You might say he was the original Hollywood-obsessed, selfie-loving, multimedia-sampling, collaborative content creator: a new exhibit debuting in Toronto is exploring Andy Warhol’s life, artwork and fascination with celebrity culture.
Andy Warhol: Stars of the Silver Screen, premiering at TIFF Bell Lightbox Friday, delves into the Pittsburgh-born pop art pioneer’s life and artistic career.
A collaboration between The Andy Warhol Museum and TIFF, Andy Warhol at the TIFF Bell Lightbox highlights Warhol’s own personal collection of Hollywood ephemera and includes a variety of his artwork, from films, TV episodes and other video creations to photography, drawings, screen prints and a rare tapestry piece.
Born during the Depression, Andy Warhol’s interest in stars began in childhood when he was a regular at the local cinemas in his Pittsburgh neighbourhood. His childhood movie star scrapbook, ca. 1938-1942, is included in the exhibit.

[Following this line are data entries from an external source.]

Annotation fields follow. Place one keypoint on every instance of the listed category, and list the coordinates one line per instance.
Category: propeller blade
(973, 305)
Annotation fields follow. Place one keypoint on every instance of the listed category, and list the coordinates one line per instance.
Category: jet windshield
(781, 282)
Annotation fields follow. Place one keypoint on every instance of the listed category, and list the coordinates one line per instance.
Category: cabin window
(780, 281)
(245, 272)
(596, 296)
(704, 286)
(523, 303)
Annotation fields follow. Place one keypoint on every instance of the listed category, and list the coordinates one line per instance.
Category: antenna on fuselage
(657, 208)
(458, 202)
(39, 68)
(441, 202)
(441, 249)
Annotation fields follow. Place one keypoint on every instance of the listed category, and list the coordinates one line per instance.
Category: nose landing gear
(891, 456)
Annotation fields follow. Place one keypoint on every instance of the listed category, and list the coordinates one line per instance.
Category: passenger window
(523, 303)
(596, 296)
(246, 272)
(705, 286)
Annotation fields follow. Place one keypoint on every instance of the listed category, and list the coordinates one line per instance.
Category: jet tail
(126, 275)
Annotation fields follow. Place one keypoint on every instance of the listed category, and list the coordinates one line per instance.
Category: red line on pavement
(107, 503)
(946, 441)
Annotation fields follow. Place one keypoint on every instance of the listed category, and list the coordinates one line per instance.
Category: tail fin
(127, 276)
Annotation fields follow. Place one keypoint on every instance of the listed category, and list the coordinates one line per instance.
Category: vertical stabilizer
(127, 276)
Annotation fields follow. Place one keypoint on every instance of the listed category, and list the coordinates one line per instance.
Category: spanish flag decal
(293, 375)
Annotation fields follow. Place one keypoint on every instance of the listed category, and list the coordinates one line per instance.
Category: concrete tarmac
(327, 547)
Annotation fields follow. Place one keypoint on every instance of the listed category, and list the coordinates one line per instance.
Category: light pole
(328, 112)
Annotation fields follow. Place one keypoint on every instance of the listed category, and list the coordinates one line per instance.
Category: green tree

The display digs right into “the depth of his obsession with celebrity culture and how that really affected all of his work throughout his entire life, from his childhood to 1987 when he died, in every medium he worked with,” Laurel MacMillan, TIFF’s director of exhibitions, told CBC News on Wednesday during a media preview.
“He became a superstar himself, so this obsession with celebrity was something incredible. To see that, in the depth of the collection coming from the Warhol museum, is amazing.”
From his early days in Pittsburgh, according to Warhol Museum curator Geralyn Huxley, the iconic pop artist was fascinated with classic Hollywood screen idols.
Born in Pittsburgh into a poor immigrant family, Warhol grew up during the Depression but found solace at the three local cinemas in his neighbourhood, according to Huxley.
“He went every weekend with his brothers. I think that seeing the Hollywood stars, the costumes, the settings, the glamour, the happy life – I think that really motivated him.”
Also, his family – devout Byzantine Catholics – attended a church that had an iconostasis: a large screen in front of the alter that typically features large, gilt paintings of religious figures,she added.
“He would go to church every Sunday and he would see these images of the saints with golden backgrounds, larger than life…I think a lot of that influenced him.”
Later, as his own celebrity grew, he turned his lens on others – redefining fame, including with his vast Screen Tests series of black and white videos. He saw the single-reel, less than three minute videos as “living portraits” of individuals, both famous and anonymous, who visited his studio, dubbed The Factory.
One interactive element of the TIFF exhibition offers a contemporary take on this notable video series: a modernized recreation of Warhol’s beloved Bolex camera set up in the Lightbox atrium, will capture participating attendees in their own Screen Test video.
Visitors can also take a big step into Warhol’s world at the exhibit, which features a recreation of The Factory in 1964, complete with era-authentic furnishings and decorations as well as screens showing original Screen Test videos of Warhol muse Edie Sedgwick and others.
TIFF is also offering a host of related programming, including:
A movie series highlighting top films starring two of Warhol’s most famous celebrity muses: Elizabeth Taylor and Marilyn Monroe.
Nothing Special: Andy Warhol’s Star System, a series of films Warhol created during the heyday of the Factory, between 1963 and 1958.
Roundtable discussions and talks featuring Warhol Museum director Eric Shiner and exhibition curator Jon Davies
In Love with the Stars, a sidebar exhibition featuring fan artwork, rare Hollywood snapshots and red carpet and party images.
A sidebar exhibit of work by contemporary artists inspired by Warhol, his influences and his ideas.
Andy Warhol: Stars of the Silver Screen opens Friday at TIFF BELL Lightbox and runs until Jan. 24, 2016.